Jalimo: Einrichtung des Spitals steht kurz bevor
Mit Ankunft des Containers mit medizinischen Geräten und Einrichtungsgegenständen aus Osttirol soll das Health Care Center im Februar 2015 in Betrieb genommen werden.
„Jetzt kommt die Zeit des medizinischen Aufbaus“, berichteten Dr. Franz Krösslhuber und Hans Themessl am Montag, 22. Dezember, bei einem Pressegespräch über die aktuelle Situation des Projektes „Osttirol für Jalimo-Mondikolok“ im Südsudan. Seit mehr als zweieinhalb Jahren befindet sich das außergewöhnliche Hilfsprojekt im Aufbau, nun stehen die Gebäude und sollen bis Anfang 2015 fertiggestellt, eingerichtet, mit Strom und Wasser versorgt und damit bezugsfertig gemacht werden.
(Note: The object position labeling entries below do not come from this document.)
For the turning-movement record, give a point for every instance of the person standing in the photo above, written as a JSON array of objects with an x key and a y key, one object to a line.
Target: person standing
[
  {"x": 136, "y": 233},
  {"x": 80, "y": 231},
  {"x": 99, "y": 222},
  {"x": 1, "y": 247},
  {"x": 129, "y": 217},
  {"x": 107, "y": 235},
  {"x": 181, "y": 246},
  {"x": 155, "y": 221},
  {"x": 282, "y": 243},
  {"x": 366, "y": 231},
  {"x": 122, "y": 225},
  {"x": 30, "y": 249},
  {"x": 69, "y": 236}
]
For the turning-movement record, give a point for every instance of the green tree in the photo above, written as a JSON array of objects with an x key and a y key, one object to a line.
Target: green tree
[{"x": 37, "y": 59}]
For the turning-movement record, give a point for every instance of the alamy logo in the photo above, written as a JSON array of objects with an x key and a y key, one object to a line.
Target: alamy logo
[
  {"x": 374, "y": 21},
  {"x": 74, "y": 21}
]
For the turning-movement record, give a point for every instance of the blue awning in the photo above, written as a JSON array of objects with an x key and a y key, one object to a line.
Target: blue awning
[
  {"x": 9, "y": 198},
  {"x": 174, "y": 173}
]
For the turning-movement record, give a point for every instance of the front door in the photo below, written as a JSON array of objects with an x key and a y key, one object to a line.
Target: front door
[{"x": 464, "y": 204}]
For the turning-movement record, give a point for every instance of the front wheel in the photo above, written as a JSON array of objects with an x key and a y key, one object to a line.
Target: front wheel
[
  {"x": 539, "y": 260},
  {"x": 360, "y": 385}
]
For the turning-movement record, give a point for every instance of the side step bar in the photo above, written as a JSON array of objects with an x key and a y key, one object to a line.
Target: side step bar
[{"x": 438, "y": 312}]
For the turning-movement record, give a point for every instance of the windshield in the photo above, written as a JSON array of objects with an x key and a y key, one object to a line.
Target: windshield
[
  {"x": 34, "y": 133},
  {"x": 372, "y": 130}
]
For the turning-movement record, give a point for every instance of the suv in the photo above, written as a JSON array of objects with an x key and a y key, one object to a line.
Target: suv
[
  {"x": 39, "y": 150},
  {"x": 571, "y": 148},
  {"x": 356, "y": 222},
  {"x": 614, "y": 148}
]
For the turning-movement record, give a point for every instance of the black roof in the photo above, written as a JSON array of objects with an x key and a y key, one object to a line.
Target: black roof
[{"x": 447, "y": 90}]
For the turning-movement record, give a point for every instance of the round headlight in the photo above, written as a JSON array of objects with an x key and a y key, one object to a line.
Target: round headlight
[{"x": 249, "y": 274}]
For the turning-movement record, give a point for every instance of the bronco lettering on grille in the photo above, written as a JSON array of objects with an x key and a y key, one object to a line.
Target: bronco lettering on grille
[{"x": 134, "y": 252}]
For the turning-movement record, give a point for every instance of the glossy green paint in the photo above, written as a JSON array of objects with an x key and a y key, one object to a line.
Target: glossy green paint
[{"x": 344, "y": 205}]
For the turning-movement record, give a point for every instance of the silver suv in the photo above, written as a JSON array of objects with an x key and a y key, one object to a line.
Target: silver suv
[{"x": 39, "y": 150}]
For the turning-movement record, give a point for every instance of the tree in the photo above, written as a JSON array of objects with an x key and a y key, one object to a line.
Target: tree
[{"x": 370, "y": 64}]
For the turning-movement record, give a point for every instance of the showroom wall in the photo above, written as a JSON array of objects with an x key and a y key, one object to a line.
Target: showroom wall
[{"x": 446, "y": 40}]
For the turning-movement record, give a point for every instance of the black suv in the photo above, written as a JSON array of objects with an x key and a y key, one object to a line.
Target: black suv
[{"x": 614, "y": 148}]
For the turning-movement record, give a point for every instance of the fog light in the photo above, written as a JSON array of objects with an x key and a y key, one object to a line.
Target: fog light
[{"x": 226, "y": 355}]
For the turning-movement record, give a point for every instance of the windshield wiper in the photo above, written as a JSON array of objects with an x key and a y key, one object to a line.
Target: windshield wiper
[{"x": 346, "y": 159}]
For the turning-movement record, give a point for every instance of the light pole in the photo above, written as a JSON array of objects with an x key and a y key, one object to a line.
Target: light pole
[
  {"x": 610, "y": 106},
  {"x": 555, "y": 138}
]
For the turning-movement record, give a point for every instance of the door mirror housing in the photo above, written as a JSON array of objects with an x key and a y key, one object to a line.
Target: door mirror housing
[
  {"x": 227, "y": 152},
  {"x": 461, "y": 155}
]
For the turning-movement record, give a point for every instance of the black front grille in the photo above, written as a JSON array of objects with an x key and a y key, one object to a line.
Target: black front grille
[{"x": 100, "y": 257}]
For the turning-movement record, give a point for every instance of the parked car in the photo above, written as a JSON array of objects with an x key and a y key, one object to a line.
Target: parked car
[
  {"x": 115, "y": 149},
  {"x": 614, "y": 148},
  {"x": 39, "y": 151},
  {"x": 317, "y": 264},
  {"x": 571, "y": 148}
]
„Vor genau einem Jahr befanden wir uns auf einem absoluten Tiefpunkt, als aufgrund eines neuerlichen regionalen Bürgerkrieges alle Helfer den Südsudan verlassen mussten. Zum Glück stabilisierte sich die Lage nach rund drei Monaten wieder, und wir konnten weiterbauen. So ist es doch noch gelungen, die Gebäude fertigzustellen“, erklärte Kinderarzt Krösslhuber. Der engagierte Mediziner, der erst vor kurzem aus Afrika zurückkehrte, wo er sich vier Wochen lang direkt vor Ort um den Fortschritt des Projektes gekümmert hat, wird bereits Anfang 2015 wieder in den Südsudan reisen. Dort soll das Gesundheitszentrum mit den nötigen medizinischen Geräten, Verbandsmaterial und Medikamenten ausgestattet werden und dann die eigentliche medizinische Versorgung der Menschen starten. Der dafür notwendige Container war im Oktober 2014 beladen worden und ist lt. Krösslhuber am 21. Dezember in Mombasa eingetroffen. Ende Januar soll er sein Ziel in Mondikolok erreichen. „Das medizinische Material sowie die Geräte haben wir von Ärzten und Institutionen aus der Region, wie etwa dem BKH Lienz, aber auch von Einrichtungen aus ganz Österreich erhalten“, so Hans Themessl beim Pressegespräch. Über diese Hilfestellungen freuen sich Krösslhuber und Themessl sehr, schließlich könnte das Projekt ohne den Einsatz vieler Menschen nicht bestehen. „Wir sind allen Helfern und für jede Spende dankbar und hoffen, dass ‚Osttirol für Jalimo/Mondikolok’ auch weiterhin Unterstützung findet“. In den vergangenen Jahren konnten dafür insgesamt 410.000 Euro gesammelt werden. 290.000 Euro davon flossen bisher in den Bau der Gebäude, weitere rd. 40.000 Euro in diverse Komplettierungen. Die verbleibenden 80.000 Euro werden, so Dr. Krösslhuber, nach der Inbetriebnahme für den monatlichen Aufwand für Personal und Medikamente benötigt. Dieser beläuft sich pro Monat auf rund 12.000 Euro.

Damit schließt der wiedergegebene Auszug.